6.How would you explain billing codes to a confused patient?

Sample Answer: I know hospitals can be stressful for the patient. I will approach the patient with empathy. I will review and confirm the procedures that were carried out. I would list the codes with the corresponding procedure. I would ask if the patient any other questions.

7.How would train physician and other staff on medical coding?
Sample Answer: When training a colleague, I will prepare flashcards with all of the codes they need to know.

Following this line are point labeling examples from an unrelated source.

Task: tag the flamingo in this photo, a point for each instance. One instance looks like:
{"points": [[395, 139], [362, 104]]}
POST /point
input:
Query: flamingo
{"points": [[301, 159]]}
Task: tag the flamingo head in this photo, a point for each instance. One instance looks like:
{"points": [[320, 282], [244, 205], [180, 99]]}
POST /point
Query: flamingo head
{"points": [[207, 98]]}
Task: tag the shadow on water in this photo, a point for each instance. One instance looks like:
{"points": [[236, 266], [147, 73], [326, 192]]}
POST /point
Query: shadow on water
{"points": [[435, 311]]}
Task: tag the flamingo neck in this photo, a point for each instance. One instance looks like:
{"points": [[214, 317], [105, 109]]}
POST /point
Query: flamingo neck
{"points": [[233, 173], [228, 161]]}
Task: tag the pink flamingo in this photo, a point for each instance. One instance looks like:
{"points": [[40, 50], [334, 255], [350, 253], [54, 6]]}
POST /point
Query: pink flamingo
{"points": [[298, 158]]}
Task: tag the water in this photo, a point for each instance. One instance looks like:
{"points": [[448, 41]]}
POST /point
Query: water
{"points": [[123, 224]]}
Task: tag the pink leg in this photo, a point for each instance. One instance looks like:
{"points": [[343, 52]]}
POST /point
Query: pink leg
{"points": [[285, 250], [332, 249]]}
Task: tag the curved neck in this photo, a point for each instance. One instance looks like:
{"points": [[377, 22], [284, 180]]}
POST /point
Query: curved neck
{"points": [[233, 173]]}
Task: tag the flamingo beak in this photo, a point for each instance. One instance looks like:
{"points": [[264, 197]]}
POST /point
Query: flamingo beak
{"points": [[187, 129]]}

I will review simple case files and gives them feedback on things they missed or misinterpreted while praising them for the correct code.

8.What would you do if the patient file was unclear?
Sample Answer: I would get in touch with the concerned doctor to clear any ambiguity. I prefer gathering all relevant information about the patient file to prevent errors.

9.What would you do if the patient’s claim is denied?
Sample Answer: It is important to find out why the claim was rejected. I will approach the doctor or insurer directly and ask them to explain why the claim was rejected or was the rejection of an error. The patient will need to be notified about the rejection.